[CEDET-devel] Re: [cedet-semantic] Newbie adventures

SourceForge Headquarters 225 Broadway Suite 1600 San Diego, CA 92101 +1 (858) 454-5900

Eric,

(I moved this thread to cedet-devel which seems more appropriate ;-)

[...]
>>2. The LALR parser is entered, it calls wisent-lex each time it needs
>>  a lexical token.
> 
> 
> I would not be opposed to make this type of functionality available
> from the core lex support code.  The fact that the lexical step
> analyzes the entire stream at once is a mechanation on the core
> analyzer that creates one token at a time.

I think the current design is a good for speed.  Entering semantic-lex
to obtain each lexical element will sensibly slow down lexical
analysis.  This is less critical for wisent-lex whose code is very
simple and fast:

(define-wisent-lexer wisent-lex
  "Return the next available lexical token in Wisent's form.
The variable `wisent-lex-istream' contains the list of lexical tokens
produced by `semantic-lex'.  Pop the next token available and convert
it to a form suitable for the Wisent's parser."
  (let* ((tk (car wisent-lex-istream)))
    ;; Eat input stream
    (setq wisent-lex-istream (cdr wisent-lex-istream))
    (cons (semantic-lex-token-class tk)
          (cons (semantic-lex-token-text tk)
                (semantic-lex-token-bounds tk)))))

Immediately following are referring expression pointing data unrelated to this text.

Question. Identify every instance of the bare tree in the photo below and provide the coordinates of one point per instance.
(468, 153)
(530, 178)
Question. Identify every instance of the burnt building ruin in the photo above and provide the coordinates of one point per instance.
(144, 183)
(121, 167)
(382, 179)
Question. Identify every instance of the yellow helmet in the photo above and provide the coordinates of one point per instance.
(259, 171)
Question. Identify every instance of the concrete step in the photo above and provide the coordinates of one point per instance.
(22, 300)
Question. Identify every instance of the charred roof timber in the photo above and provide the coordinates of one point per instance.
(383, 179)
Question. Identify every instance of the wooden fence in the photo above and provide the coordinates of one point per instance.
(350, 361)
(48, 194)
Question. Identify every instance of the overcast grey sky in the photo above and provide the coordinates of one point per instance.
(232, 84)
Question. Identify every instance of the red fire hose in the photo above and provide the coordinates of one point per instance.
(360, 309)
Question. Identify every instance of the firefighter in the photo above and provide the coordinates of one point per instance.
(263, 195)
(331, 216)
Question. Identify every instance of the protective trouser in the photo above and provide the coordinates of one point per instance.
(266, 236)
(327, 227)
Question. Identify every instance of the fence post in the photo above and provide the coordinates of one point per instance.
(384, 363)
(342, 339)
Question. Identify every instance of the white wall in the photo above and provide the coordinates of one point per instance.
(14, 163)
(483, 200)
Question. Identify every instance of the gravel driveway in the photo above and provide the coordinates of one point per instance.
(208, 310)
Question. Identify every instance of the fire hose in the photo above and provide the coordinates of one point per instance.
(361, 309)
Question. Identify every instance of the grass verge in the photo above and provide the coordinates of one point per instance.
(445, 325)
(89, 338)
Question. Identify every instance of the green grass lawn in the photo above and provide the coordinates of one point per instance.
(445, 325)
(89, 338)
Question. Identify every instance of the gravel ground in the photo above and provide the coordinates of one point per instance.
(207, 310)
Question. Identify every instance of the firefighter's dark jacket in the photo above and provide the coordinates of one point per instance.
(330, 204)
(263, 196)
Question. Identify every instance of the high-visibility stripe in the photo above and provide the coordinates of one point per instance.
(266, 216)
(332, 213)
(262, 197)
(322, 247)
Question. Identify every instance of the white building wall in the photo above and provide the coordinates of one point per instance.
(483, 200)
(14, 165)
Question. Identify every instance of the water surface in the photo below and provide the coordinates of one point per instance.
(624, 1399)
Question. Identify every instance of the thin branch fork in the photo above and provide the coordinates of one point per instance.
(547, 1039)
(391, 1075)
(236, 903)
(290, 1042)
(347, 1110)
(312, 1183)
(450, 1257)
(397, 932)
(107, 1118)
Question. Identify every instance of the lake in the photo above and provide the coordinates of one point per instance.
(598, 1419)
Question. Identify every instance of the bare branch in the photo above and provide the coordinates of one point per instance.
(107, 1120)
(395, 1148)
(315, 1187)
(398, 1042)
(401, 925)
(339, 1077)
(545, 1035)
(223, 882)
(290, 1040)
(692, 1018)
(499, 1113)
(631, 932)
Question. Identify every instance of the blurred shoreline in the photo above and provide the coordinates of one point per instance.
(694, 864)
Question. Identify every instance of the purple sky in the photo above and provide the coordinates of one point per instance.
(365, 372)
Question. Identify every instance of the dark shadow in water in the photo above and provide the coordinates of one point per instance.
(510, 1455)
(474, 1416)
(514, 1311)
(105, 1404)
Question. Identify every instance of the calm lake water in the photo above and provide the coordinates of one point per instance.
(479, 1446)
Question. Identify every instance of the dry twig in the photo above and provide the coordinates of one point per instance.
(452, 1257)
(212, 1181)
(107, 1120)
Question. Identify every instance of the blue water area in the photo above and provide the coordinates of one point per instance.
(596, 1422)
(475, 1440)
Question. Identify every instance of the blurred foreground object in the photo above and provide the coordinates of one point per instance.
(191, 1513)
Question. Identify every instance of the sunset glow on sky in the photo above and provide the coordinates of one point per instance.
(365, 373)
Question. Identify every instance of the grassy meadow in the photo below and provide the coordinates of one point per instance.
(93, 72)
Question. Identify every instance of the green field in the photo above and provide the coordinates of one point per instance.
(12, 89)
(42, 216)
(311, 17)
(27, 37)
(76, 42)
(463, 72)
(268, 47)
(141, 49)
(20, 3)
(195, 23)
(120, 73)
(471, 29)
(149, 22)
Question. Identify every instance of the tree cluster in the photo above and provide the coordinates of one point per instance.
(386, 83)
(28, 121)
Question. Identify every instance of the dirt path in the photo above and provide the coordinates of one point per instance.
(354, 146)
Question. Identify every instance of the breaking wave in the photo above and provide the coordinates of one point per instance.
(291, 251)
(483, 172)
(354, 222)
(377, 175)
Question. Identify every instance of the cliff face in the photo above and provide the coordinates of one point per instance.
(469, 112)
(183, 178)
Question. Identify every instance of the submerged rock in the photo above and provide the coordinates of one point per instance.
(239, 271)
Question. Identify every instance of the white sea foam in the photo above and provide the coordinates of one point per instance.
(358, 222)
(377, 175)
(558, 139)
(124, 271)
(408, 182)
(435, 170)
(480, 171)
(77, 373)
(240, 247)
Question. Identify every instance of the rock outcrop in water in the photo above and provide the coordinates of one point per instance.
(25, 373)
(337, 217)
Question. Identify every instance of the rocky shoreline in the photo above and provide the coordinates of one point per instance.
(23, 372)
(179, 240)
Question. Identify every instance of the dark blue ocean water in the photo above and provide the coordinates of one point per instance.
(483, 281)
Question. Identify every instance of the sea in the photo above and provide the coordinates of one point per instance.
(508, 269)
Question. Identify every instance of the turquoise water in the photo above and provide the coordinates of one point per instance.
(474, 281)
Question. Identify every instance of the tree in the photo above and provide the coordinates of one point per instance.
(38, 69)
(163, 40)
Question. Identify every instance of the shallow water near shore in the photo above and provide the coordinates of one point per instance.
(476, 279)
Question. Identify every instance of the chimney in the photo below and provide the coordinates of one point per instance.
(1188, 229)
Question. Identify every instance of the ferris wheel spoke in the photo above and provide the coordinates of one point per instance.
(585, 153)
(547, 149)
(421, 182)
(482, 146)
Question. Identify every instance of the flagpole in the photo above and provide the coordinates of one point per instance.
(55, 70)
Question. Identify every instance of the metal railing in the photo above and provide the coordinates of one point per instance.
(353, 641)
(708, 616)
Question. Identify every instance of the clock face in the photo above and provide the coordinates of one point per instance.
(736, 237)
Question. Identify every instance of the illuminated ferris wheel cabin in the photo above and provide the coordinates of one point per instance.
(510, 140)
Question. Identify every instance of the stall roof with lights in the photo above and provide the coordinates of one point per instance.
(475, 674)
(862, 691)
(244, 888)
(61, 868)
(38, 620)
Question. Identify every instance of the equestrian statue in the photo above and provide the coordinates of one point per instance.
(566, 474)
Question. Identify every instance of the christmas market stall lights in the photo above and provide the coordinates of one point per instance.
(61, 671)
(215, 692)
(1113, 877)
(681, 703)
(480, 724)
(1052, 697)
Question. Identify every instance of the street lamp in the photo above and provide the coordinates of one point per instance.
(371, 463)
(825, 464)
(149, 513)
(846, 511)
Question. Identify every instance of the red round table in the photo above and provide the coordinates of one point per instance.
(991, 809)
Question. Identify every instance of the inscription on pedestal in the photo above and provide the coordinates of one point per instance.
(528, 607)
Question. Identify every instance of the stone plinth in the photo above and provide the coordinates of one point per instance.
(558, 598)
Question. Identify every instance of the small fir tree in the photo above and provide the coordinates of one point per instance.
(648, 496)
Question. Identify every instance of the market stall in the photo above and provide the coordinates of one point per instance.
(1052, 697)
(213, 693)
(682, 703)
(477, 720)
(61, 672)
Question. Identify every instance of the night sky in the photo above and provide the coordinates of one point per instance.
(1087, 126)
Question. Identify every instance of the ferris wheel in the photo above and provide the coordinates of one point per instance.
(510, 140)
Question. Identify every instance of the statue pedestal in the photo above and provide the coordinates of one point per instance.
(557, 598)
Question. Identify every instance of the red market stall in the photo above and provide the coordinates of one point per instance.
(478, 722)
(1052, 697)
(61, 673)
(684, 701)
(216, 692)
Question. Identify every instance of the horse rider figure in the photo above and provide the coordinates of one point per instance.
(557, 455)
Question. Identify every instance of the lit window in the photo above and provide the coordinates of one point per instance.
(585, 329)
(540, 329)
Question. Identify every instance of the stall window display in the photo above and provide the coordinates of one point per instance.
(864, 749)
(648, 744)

>>3. Each time wisent-lex is called, it pops a semantic lexical token
>>  from the stream obtained in step 1 above.  It translates it in a
>>  form understandable by wisent, and returns that form.  More
>>  precisely:
>>
>>  semantic-lex form            wisent-lex form
>>  -------------------------    -------------------------------------
>>  (TOKEN-CLASS START . END) -> (TOKEN-CLASS TOKEN-VALUE START . END)
>>
> 
>   [ ... ]
> 
> Is TOKEN-VALUE different (as in a string or a number) for different
> values of TOKEN-CLASS?  Should each analyzer be responsible for also
> providing a value?

TOKEN-VALUE is different for each token.  The analyzer is just
responsible for providing the TOKEN-CLASS and the bounds of the
TOKEN-VALUE.

> It could be useful to also have the default output of semantic-lex
> match what you are using in wisent.  All features of the token
> (class, start, end and value) already have accessor functions so it
> should have no effect on token stream consumers.
> 
> The reason I did not put a TOKEN-VALUE into the original lexical token
> (semantic v 0.1) was because some lexical entities, such as comments,
> strings, and lists would have very large values of very small worth
> (meaning they were seldom queried.)  Avoiding that made it faster (on
> a 486 50Mhz.) You may find that solving that type of problem (if it
> exists in wisent) could make wisent's lexical step a bit speedier.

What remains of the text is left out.